Otherwise, we were quite puzzled by the local popularity of a beverage known as Şalgam Suyu, which is essentially a briny turnip juice. We tried it without knowing what it was made of, only to find that it was every bit as repulsive as you might expect a briny turnip juice to be. But one major swing-and-miss along with a number of big hits still makes for a pretty strong dining experience overall.
The overwhelmingly positive dining experience in Istanbul eased my mind about the potential cuisine that might await us in Greece. Admittedly, my negative impression of Greek food up to that point was predominantly based upon one bad experience in my childhood, so this was a golden opportunity to start looking at the cuisine in a much more positive light. Perhaps it was really as simple as just ordering the right menu items and avoiding the wrong ones.
And indeed, that would prove to be the case in the end. Aside from the aforementioned availability of pork in Greece, the cuisines of both countries were strikingly similar to one another. For instance, baklava and ravani were both widely available in Greece–the former would have been expected, the latter not so much–and it was clear that both nations used some of the same spices to flavor many of their dishes. Fish is a major staple food in both places. As for the differences, lamb is arguably the meat of choice in Greek cuisine, and olive seems to be used in as many different ways as possible.
Given my apprehension toward the unfamiliar cuisine that both countries would offer, it would have been easy for me to seek out the nearest McDonald’s or Subway whenever possible, but I was determined not to cheat and go that route–with one exception.
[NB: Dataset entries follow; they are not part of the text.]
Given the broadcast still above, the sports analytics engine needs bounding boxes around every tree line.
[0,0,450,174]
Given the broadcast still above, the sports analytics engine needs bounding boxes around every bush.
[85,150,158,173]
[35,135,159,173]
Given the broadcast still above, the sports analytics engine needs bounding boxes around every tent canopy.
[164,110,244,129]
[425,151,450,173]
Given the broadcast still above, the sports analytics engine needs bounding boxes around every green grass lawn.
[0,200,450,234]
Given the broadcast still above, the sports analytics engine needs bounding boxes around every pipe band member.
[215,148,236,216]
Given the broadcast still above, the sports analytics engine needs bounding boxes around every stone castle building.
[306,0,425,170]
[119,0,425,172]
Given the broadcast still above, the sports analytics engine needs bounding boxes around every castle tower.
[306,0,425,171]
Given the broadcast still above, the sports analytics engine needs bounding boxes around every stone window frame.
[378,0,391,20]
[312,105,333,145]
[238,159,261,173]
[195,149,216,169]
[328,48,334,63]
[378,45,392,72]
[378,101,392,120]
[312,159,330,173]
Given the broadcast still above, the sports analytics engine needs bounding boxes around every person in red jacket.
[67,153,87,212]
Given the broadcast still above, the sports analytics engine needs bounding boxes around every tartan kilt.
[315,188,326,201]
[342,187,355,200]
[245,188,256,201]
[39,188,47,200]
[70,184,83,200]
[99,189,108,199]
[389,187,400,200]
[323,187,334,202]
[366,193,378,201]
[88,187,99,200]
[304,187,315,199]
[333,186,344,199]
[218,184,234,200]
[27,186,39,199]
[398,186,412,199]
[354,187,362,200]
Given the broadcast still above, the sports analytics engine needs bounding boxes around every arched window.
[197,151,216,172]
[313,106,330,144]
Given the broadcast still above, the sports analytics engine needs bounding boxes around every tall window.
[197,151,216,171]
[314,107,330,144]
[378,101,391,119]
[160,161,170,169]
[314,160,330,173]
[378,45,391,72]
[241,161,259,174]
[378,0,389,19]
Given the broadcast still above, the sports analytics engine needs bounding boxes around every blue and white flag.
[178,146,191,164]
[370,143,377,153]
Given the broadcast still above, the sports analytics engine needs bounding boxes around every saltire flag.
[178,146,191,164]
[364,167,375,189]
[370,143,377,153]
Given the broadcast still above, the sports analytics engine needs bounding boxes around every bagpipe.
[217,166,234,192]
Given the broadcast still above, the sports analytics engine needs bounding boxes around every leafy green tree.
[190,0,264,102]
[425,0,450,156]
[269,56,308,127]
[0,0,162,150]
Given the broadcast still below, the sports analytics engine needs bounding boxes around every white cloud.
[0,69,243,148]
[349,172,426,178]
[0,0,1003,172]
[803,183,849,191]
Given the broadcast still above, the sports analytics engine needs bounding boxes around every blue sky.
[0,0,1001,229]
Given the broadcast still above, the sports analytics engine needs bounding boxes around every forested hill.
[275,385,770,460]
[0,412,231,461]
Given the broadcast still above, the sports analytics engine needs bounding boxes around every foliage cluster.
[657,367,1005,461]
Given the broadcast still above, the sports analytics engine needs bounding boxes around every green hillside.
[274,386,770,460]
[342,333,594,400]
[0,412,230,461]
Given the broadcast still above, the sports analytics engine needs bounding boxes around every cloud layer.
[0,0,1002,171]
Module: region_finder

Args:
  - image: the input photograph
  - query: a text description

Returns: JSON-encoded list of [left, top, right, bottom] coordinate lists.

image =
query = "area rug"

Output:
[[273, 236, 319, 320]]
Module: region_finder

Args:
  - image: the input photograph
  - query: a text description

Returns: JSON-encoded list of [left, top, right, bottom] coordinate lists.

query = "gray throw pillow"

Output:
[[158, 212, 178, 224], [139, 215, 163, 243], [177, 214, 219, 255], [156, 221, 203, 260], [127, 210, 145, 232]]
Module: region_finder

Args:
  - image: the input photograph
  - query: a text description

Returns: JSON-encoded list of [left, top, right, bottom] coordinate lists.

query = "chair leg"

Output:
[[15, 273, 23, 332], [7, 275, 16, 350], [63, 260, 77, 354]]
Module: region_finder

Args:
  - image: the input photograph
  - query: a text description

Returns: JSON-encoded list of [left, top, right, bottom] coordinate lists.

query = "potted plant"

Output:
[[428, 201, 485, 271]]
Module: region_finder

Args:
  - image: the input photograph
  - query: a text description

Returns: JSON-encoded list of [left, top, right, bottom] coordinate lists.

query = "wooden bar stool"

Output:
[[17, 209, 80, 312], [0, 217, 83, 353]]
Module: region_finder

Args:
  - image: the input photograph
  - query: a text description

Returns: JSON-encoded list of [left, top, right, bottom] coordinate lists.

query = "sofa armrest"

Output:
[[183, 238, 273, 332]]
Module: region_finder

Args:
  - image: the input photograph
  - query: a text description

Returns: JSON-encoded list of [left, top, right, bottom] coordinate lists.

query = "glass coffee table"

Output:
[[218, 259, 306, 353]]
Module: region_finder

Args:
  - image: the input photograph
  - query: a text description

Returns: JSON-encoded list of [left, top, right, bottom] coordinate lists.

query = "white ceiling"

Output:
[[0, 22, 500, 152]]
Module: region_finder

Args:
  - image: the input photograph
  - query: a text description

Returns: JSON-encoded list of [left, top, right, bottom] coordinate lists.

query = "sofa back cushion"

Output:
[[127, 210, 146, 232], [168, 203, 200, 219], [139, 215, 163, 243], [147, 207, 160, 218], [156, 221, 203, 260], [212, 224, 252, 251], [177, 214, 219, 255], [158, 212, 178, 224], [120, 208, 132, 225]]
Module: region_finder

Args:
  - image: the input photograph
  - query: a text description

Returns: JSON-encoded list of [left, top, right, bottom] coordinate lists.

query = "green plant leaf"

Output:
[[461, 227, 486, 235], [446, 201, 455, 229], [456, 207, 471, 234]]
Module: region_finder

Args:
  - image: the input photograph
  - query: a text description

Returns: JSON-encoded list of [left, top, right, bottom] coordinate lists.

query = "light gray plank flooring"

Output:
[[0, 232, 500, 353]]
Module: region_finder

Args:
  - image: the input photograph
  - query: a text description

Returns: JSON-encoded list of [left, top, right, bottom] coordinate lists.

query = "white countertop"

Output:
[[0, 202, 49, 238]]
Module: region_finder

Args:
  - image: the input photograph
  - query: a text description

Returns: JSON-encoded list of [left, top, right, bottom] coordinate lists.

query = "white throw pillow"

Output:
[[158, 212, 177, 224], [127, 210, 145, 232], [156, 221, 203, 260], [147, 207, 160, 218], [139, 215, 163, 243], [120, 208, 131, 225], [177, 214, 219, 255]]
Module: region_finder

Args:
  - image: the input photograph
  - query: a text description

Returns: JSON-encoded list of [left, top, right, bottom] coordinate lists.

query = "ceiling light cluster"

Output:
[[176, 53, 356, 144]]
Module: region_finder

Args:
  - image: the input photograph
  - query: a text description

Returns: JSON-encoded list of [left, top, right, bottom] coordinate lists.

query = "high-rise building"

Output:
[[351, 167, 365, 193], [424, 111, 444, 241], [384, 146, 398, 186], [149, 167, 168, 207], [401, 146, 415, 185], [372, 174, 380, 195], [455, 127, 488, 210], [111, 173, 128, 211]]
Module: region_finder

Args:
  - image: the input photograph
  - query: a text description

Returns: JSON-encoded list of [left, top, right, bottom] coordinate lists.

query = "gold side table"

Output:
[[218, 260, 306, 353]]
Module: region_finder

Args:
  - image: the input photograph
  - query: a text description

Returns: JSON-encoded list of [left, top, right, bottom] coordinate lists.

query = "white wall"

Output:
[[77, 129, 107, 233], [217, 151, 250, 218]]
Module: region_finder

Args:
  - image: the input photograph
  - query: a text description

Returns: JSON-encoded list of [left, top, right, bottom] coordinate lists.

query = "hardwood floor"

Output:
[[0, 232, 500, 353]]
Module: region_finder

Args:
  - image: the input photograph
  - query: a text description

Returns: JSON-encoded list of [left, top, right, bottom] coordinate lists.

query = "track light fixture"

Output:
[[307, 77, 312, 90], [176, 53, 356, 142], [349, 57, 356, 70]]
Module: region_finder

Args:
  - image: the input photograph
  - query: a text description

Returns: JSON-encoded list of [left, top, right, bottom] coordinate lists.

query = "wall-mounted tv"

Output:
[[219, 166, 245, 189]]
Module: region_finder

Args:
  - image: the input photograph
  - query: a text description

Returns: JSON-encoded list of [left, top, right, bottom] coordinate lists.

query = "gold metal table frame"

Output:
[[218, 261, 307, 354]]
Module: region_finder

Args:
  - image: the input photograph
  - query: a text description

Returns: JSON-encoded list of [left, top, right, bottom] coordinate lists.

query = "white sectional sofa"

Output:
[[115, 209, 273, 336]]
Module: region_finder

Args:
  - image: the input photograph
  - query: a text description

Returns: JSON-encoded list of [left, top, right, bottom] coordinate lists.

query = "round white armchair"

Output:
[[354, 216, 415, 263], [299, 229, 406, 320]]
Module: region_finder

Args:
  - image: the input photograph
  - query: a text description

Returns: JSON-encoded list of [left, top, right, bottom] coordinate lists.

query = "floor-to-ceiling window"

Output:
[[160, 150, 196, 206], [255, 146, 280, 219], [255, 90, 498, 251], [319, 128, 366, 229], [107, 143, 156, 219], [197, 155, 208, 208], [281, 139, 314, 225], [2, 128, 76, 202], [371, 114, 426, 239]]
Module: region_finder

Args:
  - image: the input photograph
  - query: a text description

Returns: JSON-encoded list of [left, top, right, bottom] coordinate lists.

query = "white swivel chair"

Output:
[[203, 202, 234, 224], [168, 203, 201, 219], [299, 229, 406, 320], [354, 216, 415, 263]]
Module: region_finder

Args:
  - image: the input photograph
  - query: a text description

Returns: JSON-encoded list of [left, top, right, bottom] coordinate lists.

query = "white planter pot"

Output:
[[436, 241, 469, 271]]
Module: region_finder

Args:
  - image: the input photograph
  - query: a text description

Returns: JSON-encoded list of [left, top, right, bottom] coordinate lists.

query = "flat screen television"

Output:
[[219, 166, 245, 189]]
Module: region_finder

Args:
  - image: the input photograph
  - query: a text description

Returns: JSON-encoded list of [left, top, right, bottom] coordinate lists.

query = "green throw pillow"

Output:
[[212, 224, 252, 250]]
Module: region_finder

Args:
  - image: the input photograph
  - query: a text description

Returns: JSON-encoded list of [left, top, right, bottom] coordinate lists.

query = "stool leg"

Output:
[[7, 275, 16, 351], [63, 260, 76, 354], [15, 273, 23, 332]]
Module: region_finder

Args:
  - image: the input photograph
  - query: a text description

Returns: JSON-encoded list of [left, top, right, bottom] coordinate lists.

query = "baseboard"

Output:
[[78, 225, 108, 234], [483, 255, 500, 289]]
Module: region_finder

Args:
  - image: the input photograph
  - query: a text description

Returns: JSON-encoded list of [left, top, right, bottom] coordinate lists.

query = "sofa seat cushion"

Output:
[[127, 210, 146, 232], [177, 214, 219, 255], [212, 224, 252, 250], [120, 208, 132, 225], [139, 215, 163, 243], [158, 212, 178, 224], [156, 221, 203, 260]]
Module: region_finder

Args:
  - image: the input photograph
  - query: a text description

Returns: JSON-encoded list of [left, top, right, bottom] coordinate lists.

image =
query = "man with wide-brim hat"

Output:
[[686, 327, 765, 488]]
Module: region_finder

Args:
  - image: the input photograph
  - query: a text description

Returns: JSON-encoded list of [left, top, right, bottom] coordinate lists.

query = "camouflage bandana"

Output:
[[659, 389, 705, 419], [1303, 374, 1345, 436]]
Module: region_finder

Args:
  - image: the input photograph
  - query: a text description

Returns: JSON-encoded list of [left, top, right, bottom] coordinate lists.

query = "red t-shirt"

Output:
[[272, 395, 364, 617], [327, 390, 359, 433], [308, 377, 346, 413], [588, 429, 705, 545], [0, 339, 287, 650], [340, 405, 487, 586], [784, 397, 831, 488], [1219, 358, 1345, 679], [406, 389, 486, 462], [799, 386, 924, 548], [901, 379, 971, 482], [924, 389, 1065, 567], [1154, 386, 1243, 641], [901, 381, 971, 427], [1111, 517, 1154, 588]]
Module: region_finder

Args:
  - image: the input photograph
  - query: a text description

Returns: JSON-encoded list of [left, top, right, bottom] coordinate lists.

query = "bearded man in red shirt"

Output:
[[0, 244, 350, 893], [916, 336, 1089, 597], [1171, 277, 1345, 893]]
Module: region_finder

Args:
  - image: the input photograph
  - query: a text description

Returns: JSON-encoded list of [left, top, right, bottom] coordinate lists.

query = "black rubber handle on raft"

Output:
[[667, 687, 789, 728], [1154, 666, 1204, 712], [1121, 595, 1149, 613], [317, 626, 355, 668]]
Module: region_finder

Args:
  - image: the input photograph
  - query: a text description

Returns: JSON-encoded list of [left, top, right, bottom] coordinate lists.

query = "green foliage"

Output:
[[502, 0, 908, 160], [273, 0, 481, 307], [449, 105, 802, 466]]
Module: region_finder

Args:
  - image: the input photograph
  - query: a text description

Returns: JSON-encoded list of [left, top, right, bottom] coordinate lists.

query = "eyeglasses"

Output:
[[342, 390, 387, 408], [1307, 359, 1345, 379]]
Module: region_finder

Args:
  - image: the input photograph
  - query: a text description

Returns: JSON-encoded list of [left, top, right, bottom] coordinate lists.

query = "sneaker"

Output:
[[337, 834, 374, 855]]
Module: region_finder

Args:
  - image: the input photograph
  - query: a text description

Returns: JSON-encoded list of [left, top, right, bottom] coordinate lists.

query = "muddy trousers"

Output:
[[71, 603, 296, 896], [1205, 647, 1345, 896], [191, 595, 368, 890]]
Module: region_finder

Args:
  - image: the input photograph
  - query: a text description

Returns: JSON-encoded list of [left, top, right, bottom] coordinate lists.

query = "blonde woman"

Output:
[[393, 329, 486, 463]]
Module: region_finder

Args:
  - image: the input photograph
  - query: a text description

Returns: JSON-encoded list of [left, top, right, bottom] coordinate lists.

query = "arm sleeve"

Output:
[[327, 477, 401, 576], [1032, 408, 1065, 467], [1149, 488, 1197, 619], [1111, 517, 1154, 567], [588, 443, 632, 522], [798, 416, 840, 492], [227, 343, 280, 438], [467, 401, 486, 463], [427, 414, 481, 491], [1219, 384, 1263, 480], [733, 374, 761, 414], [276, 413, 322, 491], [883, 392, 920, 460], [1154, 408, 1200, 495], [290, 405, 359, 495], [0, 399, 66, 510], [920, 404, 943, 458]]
I had specifically wanted to visit one such chain restaurant in each country, but only to see how different the menu would be, with the objective of ordering a unique item that would not be available in the States. To that end, the Burger King we went to in Athens actually proved a little disappointing, as its menu was mostly a downsized version of what you might find at a location near you. The McDonald’s in Istanbul, however, delivered by offering a “shrimp burger,” which essentially replaced the standard hamburger with a patty made of shrimp meat and featured a spicy cocktail sauce. It wasn’t fantastic, but it wasn’t bad either, and most importantly, it was certifiably unique.
What I ultimately learned after a week in each country was that Turkish food was, in my opinion, better overall than Greek cuisine, but both had a lot of quality items to offer. In both places, eating my way through the week proved to be a far easier and more positive experience than I would’ve expected, and both cuisines remain well within my range of possibilities to this day when considering dining options. In fact, I’ve since found myself choosing foreign cuisines with much greater regularity in general, such as uncovering a surprising enthusiasm for Indian food. Much of that can be traced directly back to those two weeks in Eastern Europe. And that was but one of the ways in which the trip would prove to be a transformative life experience.